A quinta versão do Chrome, ainda em caráter beta, representará um grande passo na trajetória do navegador do Google. Será a primeira versão estável a ser lançada para Mac OS X e Linux, de acordo com o Deep Tech. Ainda sem dar sinais de que a versão final (estável/stable) está próxima de sair, paralelamente ao Chrome 5 já começaram os trabalhos no Chrome 6, disponibilizado no canal dev há poucos dias.
Esse ritmo alucinado de novas versões reflete uma filosofia diferente da qual estamos acostumados e, na prática, é adotada fortemente pela Microsoft. Entre o Internet Explorer 8, em março de 2009, e a próxima versão, o IE9, prevista para o fim do ano, terão se passado quase dois anos... Nesse mesmo lapso temporal, desde o lançamento do Chrome, no final de 2008, até hoje, já foram quatro versões estáveis/stable.

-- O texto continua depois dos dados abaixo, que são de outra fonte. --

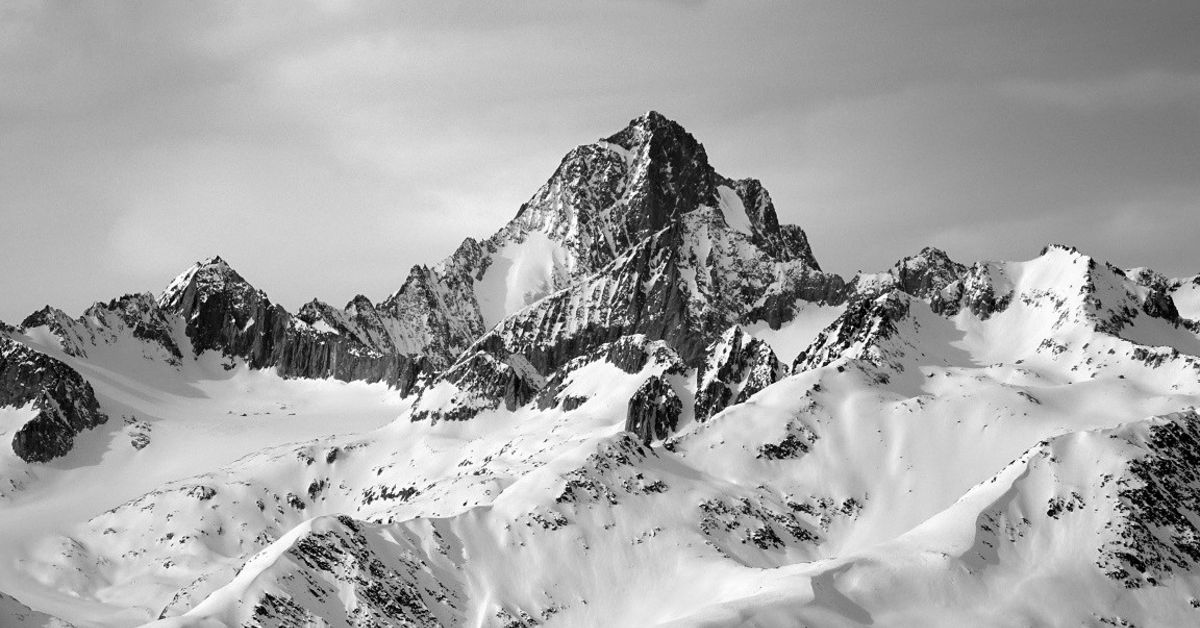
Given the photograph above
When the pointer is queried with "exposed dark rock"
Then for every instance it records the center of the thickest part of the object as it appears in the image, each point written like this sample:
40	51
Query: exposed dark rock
629	353
858	333
738	365
475	384
653	411
65	402
226	314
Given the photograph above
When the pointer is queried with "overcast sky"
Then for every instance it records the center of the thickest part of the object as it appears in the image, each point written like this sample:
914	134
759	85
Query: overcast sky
325	148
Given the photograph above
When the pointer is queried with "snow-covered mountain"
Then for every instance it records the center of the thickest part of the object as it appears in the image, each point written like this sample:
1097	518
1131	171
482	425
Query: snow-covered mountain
640	402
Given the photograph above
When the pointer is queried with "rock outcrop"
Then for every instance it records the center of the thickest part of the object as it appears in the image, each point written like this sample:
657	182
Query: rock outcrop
738	365
654	410
64	402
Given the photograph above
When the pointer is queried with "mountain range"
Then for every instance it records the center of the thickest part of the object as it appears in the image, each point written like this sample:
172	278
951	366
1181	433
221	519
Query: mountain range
640	402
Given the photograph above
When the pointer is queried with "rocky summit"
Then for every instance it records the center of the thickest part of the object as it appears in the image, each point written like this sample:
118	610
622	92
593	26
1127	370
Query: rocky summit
640	402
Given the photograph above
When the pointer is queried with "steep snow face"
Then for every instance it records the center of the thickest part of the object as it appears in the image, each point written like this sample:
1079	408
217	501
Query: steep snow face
1186	294
520	274
797	334
642	375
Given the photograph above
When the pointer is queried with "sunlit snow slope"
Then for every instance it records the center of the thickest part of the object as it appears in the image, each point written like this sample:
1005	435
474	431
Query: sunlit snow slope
641	402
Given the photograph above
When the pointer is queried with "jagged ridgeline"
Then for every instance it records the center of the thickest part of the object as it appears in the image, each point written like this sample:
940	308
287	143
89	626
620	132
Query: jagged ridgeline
633	235
641	375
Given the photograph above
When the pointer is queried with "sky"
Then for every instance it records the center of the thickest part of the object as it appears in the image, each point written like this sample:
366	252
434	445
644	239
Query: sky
324	148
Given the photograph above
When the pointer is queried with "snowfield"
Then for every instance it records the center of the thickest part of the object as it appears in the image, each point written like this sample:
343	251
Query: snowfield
667	417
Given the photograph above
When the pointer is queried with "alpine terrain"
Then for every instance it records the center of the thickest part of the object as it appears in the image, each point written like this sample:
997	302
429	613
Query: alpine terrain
640	402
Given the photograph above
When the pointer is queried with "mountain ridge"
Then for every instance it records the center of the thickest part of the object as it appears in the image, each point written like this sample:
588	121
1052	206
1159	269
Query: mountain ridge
613	380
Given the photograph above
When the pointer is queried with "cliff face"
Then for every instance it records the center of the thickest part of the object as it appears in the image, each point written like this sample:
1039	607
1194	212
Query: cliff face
64	404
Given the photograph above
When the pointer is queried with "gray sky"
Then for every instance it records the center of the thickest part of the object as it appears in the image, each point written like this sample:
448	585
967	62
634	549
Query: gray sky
325	148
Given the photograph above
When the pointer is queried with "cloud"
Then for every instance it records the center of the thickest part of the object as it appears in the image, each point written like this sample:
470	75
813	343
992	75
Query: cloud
327	147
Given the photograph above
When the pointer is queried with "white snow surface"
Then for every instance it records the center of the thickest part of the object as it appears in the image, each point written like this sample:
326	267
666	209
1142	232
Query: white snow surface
921	477
1187	297
521	273
797	334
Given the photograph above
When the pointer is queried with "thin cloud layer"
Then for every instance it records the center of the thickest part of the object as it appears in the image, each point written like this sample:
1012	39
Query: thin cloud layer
324	148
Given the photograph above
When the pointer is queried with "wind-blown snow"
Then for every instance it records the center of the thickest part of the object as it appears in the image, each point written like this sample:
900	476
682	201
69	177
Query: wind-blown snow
521	273
735	210
797	334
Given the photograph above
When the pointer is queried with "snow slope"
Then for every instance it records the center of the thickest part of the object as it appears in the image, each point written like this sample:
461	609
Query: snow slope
639	404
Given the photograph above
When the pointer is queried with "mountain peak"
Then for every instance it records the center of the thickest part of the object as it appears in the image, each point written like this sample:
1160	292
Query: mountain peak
649	126
209	275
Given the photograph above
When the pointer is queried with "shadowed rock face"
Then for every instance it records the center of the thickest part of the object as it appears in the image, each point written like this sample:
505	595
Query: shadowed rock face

O início dos trabalhos na sexta versão significa que o grosso das novidades do Chrome 5, como suporte a geolocalização e melhorias nos motores de renderização, estão prontos. Também, leva boa parte dos desenvolvedores que realmente trabalham em novidades a respirar novos ares, voltar todo seu potencial às novidades que nós, usuários da versão stable, só veremos daqui a meses.
Aos aventureiros do canal dev, não há muito a ser visto por ora. O Chrome 6, no momento, traz os melhoramentos já vistos no Chrome 5 beta, e pequenos detalhes revistos na Omnibox, a barra de endereços do navegador, em especial o suporte a idiomas escritos da direita para a esquerda, e formas de colar itens da área de transferência para lá.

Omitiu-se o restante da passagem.